In [2]:
# --- Sarcasm Detection Model Training Script ---
# This script loads the dataset, preprocesses the data, trains the LSTM model,
# and then saves the trained model and the tokenizer to files.
# Run this script once to prepare the assets for the Streamlit app.

import json
import numpy as np
import pandas as pd
import tensorflow as tf
from tensorflow.keras.preprocessing.text import Tokenizer
from tensorflow.keras.preprocessing.sequence import pad_sequences
from tensorflow.keras.models import Sequential
from tensorflow.keras.layers import Embedding, LSTM, Dense, Dropout
from sklearn.model_selection import train_test_split

# --- Step 1: Load the Dataset ---
file_path = 'Sarcasm_Headlines_Dataset.json'
data = []
with open(file_path, 'r') as f:
    for line in f:
        data.append(json.loads(line))
df = pd.DataFrame(data)

# --- Step 2: Data Preprocessing ---
# Hyperparameters
vocab_size = 10000
embedding_dim = 16
max_length = 40
trunc_type = 'post'
padding_type = 'post'
oov_tok = "<OOV>"

# Prepare sentences and labels
sentences = df['headline'].tolist()
labels = np.array(df['is_sarcastic'].tolist())

# Split data to ensure the tokenizer is only fit on training data
train_sentences, _, _, _ = train_test_split(sentences, labels, test_size=0.2, random_state=42)

# Tokenize the training text
tokenizer = Tokenizer(num_words=vocab_size, oov_token=oov_tok)
tokenizer.fit_on_texts(train_sentences)

# Convert all sentences to sequences and pad them
sequences = tokenizer.texts_to_sequences(sentences)
padded_sequences = pad_sequences(sequences, maxlen=max_length, padding=padding_type, truncating=trunc_type)

# Split the processed data into training and testing sets
X_train, X_test, y_train, y_test = train_test_split(
    padded_sequences, labels, test_size=0.2, random_state=42
)

# --- Step 3: Build the LSTM Model ---
print("\nBuilding the model...")
model = Sequential([
    Embedding(vocab_size, embedding_dim, input_length=max_length),
    LSTM(64, return_sequences=True),
    LSTM(32),
    Dense(64, activation='relu'),
    Dropout(0.5),
    Dense(1, activation='sigmoid')
])

model.compile(loss='binary_crossentropy', optimizer='adam', metrics=['accuracy'])
model.summary()

# --- Step 4: Train the Model ---
print("\nTraining the model...")
num_epochs = 10
history = model.fit(
    X_train,
    y_train,
    epochs=num_epochs,
    validation_data=(X_test, y_test),
    verbose=2
)

# --- Step 5: Save the Model and Tokenizer ---
print("\nSaving the model and tokenizer...")

# Save the trained model
model.save("sarcasm_model.h5")

# Save the tokenizer
tokenizer_json = tokenizer.to_json()
with open("tokenizer.json", "w", encoding="utf-8") as f:
    f.write(json.dumps(tokenizer_json, ensure_ascii=False))

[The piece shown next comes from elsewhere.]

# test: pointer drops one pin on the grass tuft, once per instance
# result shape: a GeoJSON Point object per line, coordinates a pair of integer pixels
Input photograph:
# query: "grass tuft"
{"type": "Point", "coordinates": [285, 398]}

print("\nTraining complete. 'sarcasm_model.h5' and 'tokenizer.json' have been saved.")



Building the model...



Training the model...
Epoch 1/10
668/668 - 26s - 39ms/step - accuracy: 0.7361 - loss: 0.5028 - val_accuracy: 0.8499 - val_loss: 0.3740
Epoch 2/10
668/668 - 21s - 32ms/step - accuracy: 0.8943 - loss: 0.2764 - val_accuracy: 0.8478 - val_loss: 0.3636
Epoch 3/10
668/668 - 41s - 61ms/step - accuracy: 0.9270 - loss: 0.2018 - val_accuracy: 0.8560 - val_loss: 0.3776
Epoch 4/10
668/668 - 22s - 33ms/step - accuracy: 0.9429 - loss: 0.1629 - val_accuracy: 0.8480 - val_loss: 0.4420
Epoch 5/10
668/668 - 23s - 35ms/step - accuracy: 0.9535 - loss: 0.1359 - val_accuracy: 0.8441 - val_loss: 0.5829
Epoch 6/10
668/668 - 22s - 33ms/step - accuracy: 0.9618 - loss: 0.1168 - val_accuracy: 0.8401 - val_loss: 0.5371
Epoch 7/10
668/668 - 22s - 33ms/step - accuracy: 0.9676 - loss: 0.1027 - val_accuracy: 0.8396 - val_loss: 0.4192
Epoch 8/10
668/668 - 23s - 35ms/step - accuracy: 0.9722 - loss: 0.0900 - val_accuracy: 0.8340 - val_loss: 0.6193
Epoch 9/10
668/668 - 23s - 34ms/step - accuracy: 0.9787 - loss: 0.0743 - 




Saving the model and tokenizer...

Training complete. 'sarcasm_model.h5' and 'tokenizer.json' have been saved.